In the radiometer the net force is directed into a centrifugal acceleration. Yet after observing the small spinning aluminum strip rotating along its guide rod, the movement into a lower pressure area also could be "channeled" into a directional component which would not be fully rotational in nature. I feel the fact that the net force could be made to have a directional component has not been appreciated in the study of the radiometer net force.
Although the small strip was of small mass, a much larger mass can be accelerated when the radiometer vanes and harness are well balanced.
What is also intriguing is the almost simultaneous deceleration of the gas molecules to give the net macro acceleration. This deceleration is being "masked" by the net acceleration of the vanes and harness.

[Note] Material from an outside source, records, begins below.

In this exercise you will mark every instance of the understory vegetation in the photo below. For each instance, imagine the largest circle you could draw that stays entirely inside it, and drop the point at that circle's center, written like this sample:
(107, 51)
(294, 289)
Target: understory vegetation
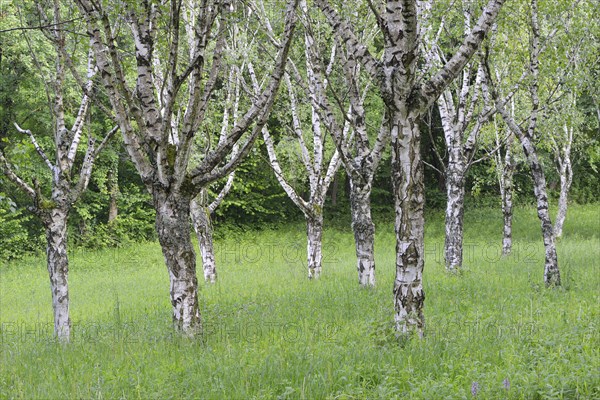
(493, 331)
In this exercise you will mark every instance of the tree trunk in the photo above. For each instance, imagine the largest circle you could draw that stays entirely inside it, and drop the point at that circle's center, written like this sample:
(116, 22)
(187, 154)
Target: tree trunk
(113, 210)
(566, 178)
(314, 247)
(455, 190)
(58, 270)
(506, 189)
(364, 232)
(334, 190)
(407, 180)
(113, 188)
(551, 271)
(173, 228)
(203, 227)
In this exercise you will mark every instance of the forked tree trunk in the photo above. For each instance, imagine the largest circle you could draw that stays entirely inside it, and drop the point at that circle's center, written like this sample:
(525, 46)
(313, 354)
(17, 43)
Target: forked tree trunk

Newton's physics is focused on the taking apart and quantifying force. The radiometer force, in contrast, is a composite force. This is why, I feel, a more full explanation of the radiometer has not been forthcoming. A fuller explanation could require looking at the radiometer as a total accelerative process, including the deceleration phase of the rarefied gas molecules.
For Further Consideration
1. The testing is to be under the supervision of those with experience in vacuum safety.
2. At a low micron range where pressure differentials are not present, the actions of the individual atoms predominate. I would like testing in say the 10 - 20 micron range.

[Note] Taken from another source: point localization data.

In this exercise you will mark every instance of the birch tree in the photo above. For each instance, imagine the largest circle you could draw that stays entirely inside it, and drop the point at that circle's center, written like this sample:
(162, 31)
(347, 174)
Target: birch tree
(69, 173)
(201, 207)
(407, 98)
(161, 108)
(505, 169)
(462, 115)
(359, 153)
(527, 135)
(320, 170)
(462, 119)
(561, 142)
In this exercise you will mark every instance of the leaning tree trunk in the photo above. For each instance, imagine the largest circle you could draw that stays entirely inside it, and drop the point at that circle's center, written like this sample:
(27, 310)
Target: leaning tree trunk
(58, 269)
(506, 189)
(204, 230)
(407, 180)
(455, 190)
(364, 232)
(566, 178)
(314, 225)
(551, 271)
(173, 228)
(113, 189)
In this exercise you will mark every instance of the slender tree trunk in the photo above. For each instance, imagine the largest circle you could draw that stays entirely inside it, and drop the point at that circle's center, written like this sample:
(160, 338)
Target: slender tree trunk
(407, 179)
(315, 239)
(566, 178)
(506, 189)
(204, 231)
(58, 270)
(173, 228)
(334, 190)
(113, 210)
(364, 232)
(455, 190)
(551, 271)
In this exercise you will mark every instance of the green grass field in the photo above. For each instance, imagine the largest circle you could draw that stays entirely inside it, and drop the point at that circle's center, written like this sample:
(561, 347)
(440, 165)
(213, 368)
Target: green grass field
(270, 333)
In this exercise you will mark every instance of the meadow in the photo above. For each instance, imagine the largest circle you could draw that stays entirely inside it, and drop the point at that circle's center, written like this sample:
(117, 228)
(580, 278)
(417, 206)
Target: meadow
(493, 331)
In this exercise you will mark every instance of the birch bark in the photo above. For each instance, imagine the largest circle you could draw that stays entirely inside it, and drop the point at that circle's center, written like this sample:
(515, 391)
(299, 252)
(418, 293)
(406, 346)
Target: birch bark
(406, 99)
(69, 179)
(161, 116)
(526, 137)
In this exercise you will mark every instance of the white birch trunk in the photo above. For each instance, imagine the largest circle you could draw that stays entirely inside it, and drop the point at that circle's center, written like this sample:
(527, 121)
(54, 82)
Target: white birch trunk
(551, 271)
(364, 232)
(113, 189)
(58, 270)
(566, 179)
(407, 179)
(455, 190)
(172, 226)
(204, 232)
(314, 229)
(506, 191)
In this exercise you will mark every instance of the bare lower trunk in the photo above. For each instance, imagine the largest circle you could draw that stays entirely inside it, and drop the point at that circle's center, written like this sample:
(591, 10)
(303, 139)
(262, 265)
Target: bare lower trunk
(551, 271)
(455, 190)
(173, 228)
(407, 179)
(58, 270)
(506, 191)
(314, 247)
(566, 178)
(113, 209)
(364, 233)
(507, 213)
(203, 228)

3. A future test of these special properties could be as follows. Fix a set of elongated vanes inside an elongated light weight glass "bulb" using the high strength glass now available. The surface area could be say 5 times that of the typical hobby radiometer. Leave sufficient space around the vanes for the rarefied gas reactions. A small opening is left in the "bulb" to equalize the rarefied gas pressure with the vacuum chamber. Instead of the vanes pivoting on an interior needle, glue a thread on top of the "bulb" to suspend the "bulb" from the top of the vacuum chamber. The object of this test would be to show that it could be possible for the net force to be directed outward to the external rotation of the "bulb".
I feel the radiometer force is a composite force which includes deceleration. The radiometer force also takes place over a sequence in time which is not included in Newtonian physics. Yet after exploring these properties I feel the radiometer mechanics also requires a focus on basic physics.
It is intriguing to me, with the input of energy, the rarefied gas molecules are trapped to be reused, over and over, with no external exhaust released.
Ref. http://math.ucr.edu/home/baez/physics/General/LightMill/light-mill.html This reference covers the complexities of the radiometer including a "blocking misconception". Yet as indicated above, basic physics needs to be also included.
Ref. http://web.mit.edu/newsoffice/2013/simple-scheme-for-self-assembling-robots-1004.html MIT news 10/4/2013
The M-Block robotic demonstration is with an internally generated propulsive force many times greater then in a radiometer.